December Corn Technical Outlook

This post is a follow up to our July 1st post, “Don’t Be The Chicken Looking For The Last Corn Kernel”

Time to Buy December Corn Futures?

December Corn Futures
December Corn Futures have come back down in a three wave decline following their 5 wave advance beginning in mid-May

December Corn Futures have declined into the buying opportunity zone as predicted in our July 1st post.  Of the two wave interpretations given at that time, it has followed the second.  To find out how to use multiple wave interpretations to build confidence or to act accordingly as the market moves, please see post given on June 18th, on Soybean Oil.


Looking at the hourly chart, you can see we have entered the buying opportunity zone.  The market has traced out 5 clear waves higher (1)-(5), followed by a 2 wave decline (A)-(B)-(C) targeting the 50-62% retracement levels.  The decline has also occurred within parallel lines.  Wave (C) is 1.382*Wave (A).

December Corn Hourly
Looking at the hourly chart, it's become clear that we've entered back into the buying opportunity zone. But we may not stay there for long.

If we take our minimum upside price target and measure that against a new price low of $3.63 (note: traders can use stop-levels much tighter to manage risk), we get risking $1 to make $1.80.  Not bad.  However, if we take our potential target of $5.74, the risk:reward becomes 1:4.  That is good.  Put this in the context of prices being at historically low levels over 10 years (see Corn Monthly chart below for lowest quartile buying opportunity), and buyers should become very confident in adding coverage against their needs.


This forecast will gain confidence if we settle above the upper channel line of the price channel on the daily chart.  Confirmation comes in with another new price high.  At that point, price and indicator information will give clues on whether the minimum target or more aggressive target is more probable.

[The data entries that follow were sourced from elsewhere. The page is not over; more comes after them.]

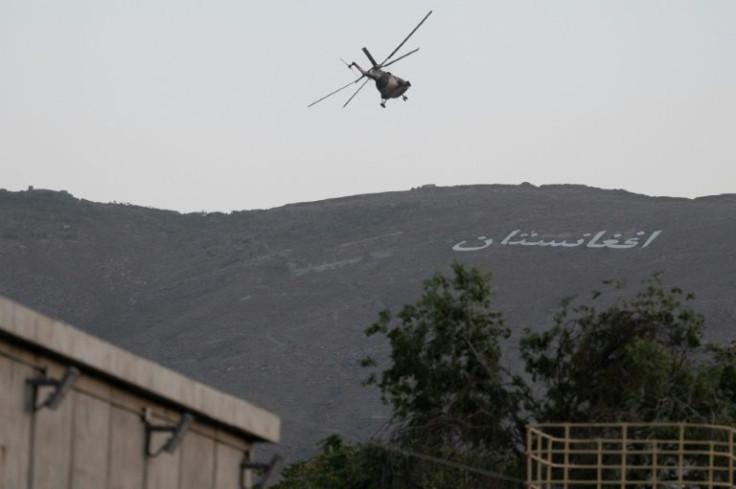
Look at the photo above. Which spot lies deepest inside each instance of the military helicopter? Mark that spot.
(390, 86)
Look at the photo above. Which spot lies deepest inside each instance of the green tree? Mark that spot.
(638, 358)
(444, 381)
(620, 356)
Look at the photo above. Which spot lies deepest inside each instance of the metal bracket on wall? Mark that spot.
(267, 471)
(177, 433)
(61, 388)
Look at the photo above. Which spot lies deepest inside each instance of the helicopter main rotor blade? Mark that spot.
(356, 93)
(338, 90)
(400, 58)
(404, 41)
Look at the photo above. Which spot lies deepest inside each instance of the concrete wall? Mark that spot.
(96, 436)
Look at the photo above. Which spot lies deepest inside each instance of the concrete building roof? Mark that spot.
(99, 357)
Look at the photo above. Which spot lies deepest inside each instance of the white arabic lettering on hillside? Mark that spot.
(599, 240)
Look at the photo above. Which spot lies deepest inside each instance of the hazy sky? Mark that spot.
(203, 105)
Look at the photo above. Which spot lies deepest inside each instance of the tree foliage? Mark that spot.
(640, 358)
(620, 356)
(444, 382)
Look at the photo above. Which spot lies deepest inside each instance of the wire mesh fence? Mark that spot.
(629, 455)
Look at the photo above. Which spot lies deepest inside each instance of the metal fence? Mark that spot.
(629, 455)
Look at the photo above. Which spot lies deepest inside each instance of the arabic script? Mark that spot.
(599, 240)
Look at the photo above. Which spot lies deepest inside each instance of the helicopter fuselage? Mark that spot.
(390, 86)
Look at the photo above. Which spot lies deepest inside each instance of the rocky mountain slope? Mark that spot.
(271, 305)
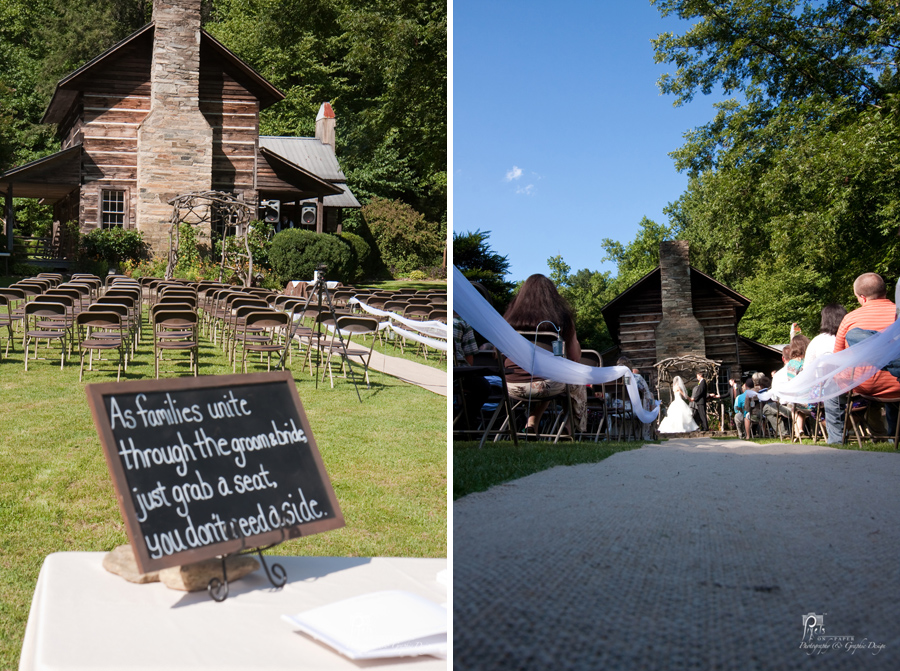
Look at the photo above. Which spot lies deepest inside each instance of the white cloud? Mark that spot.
(527, 190)
(514, 174)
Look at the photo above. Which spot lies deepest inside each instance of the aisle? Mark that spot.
(429, 378)
(690, 554)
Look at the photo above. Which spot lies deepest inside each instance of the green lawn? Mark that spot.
(477, 470)
(851, 444)
(386, 458)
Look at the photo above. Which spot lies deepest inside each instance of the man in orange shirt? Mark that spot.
(876, 313)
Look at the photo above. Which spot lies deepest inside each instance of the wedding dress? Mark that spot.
(679, 417)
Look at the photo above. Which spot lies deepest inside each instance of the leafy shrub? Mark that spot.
(295, 254)
(113, 245)
(155, 267)
(362, 255)
(405, 240)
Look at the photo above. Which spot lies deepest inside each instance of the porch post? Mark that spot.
(10, 218)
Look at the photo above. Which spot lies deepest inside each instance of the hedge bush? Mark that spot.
(362, 255)
(295, 254)
(113, 245)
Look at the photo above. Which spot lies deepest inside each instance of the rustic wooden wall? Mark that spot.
(113, 104)
(233, 113)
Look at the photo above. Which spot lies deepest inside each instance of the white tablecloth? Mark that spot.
(83, 617)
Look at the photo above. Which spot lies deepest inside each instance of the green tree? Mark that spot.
(638, 257)
(586, 291)
(406, 241)
(473, 255)
(793, 188)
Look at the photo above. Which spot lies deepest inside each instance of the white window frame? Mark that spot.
(102, 212)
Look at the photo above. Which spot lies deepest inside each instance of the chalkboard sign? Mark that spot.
(199, 462)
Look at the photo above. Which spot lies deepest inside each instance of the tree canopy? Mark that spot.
(794, 185)
(793, 188)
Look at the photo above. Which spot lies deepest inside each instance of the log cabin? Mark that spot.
(169, 110)
(675, 310)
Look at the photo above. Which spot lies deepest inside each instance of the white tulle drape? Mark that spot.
(478, 313)
(835, 374)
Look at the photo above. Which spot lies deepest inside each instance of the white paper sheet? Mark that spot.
(378, 625)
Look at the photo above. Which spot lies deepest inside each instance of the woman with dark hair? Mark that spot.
(797, 353)
(832, 314)
(535, 307)
(823, 345)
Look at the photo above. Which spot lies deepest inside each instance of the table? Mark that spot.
(83, 617)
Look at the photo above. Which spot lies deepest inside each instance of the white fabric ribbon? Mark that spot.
(431, 342)
(835, 374)
(472, 307)
(432, 328)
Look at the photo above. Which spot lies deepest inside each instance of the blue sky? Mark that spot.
(560, 135)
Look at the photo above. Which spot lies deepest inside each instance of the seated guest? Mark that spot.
(876, 313)
(822, 345)
(475, 388)
(643, 390)
(538, 301)
(797, 354)
(742, 409)
(774, 410)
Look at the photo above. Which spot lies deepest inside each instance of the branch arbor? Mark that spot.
(224, 209)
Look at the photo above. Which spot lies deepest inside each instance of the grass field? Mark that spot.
(386, 458)
(477, 470)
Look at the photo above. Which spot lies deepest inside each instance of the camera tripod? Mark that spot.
(319, 288)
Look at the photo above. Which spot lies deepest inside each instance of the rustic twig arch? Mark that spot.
(687, 367)
(197, 208)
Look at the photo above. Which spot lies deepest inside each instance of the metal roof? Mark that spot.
(68, 87)
(346, 199)
(307, 152)
(51, 177)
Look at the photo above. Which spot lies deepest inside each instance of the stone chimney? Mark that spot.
(325, 123)
(679, 333)
(175, 142)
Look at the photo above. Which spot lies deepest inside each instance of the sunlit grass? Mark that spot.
(386, 458)
(476, 470)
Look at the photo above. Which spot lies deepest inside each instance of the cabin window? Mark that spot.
(112, 208)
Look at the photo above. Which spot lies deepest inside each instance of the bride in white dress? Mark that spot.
(679, 418)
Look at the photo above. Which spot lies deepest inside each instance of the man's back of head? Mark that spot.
(870, 286)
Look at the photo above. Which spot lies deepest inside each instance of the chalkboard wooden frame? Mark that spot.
(282, 401)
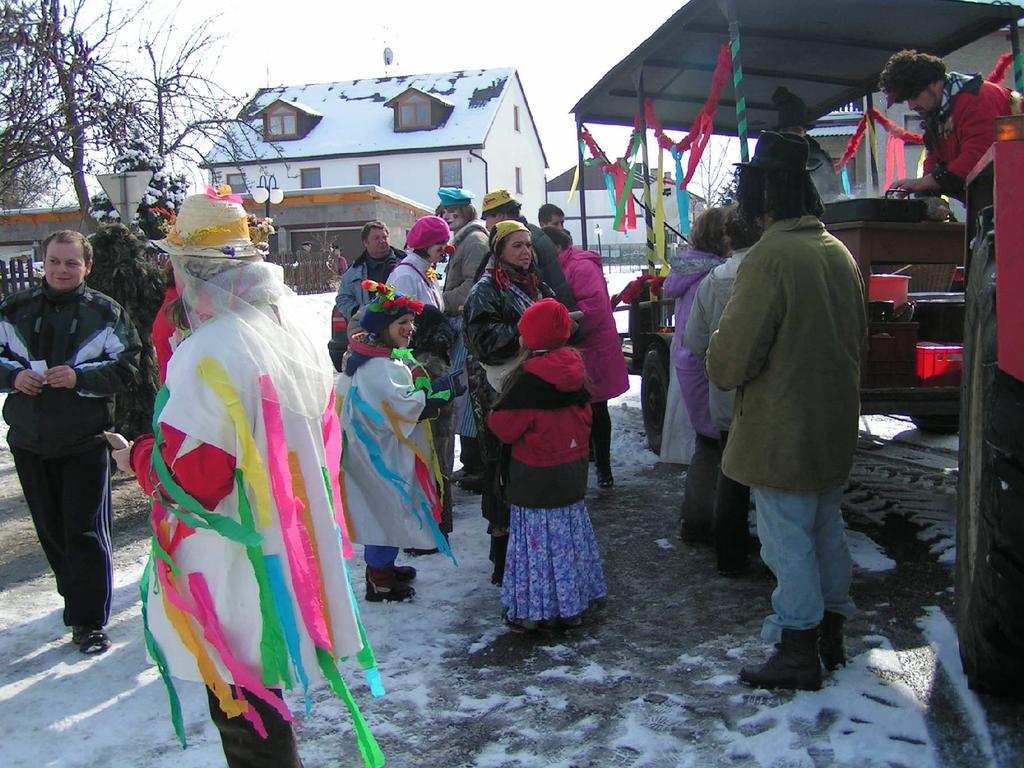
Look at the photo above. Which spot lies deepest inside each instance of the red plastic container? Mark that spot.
(889, 288)
(939, 365)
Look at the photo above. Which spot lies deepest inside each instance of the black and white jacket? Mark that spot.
(83, 329)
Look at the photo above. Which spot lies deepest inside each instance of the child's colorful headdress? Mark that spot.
(385, 307)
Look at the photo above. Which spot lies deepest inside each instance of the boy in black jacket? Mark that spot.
(65, 351)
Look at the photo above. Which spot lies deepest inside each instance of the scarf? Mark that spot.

December Corn Risk: Reward
The Risk:Reward quickly jumps from 1:1.8 to 1:4 if we settle above our confidence interval. Confirmation will be achieved when we make a new high.
Corn Monthly Continuous Chart
Current Corn Prices are in the lowest quartile of prices (roughly the lowest 21%) over the last ten years.

December Corn News Recap

  • Funds sold close to 35,000 contracts of their net long through last Tuesday but remained long 112,000 contracts as of last Tuesday. Coming into Monday trade it is estimated funds may still be long 45,000 to 50,000 contracts.
  • June Census corn exports totaled 3.068 mmt, the smallest total for the month since 2013 and the smallest outright month since November 2017. Corn export inspections continue to lag last year by nearly 16% and last week’s 24.6 million bushels (mb) was well behind the weekly average needed with just four weeks left in the crop year.
  • U.S.-China trade tensions are on every trader’s mind as China devalued its currency on Monday in an effort to counteract more proposed U.S. tariffs on Chinese imports.
  • While U.S. weather has been favorable in the northern and Western Corn Belt, dryness seems to have expanded and worsened in some parts of the eastern Midwest, with Illinois, Indiana and Ohio in dire need of some rains; topsoil moisture there now said to be the shortest in the past seven years.
  • Corn conditions, at 57% good to excellent, fell 1 percentage point, and remain the lowest in seven years. Silking is now at 78% compared to a five-year average of 93%.
  • Private crop yield and production numbers continue to flood the media, with the latest from a Farm Futures survey pegging planted acreage at a much lower 83.5 million acres, yield at 167.2 bushels per acre (bpa), and a crop of 12.7 billion bushels (bb) — a far cry from INTL FC Stone’s 13.9 bb crop production number.
  • On the demand side, U.S. corn continues to suffer with Argentine FOB corn offers said to be a $15 per metric ton discount, and Brazil offers slightly higher.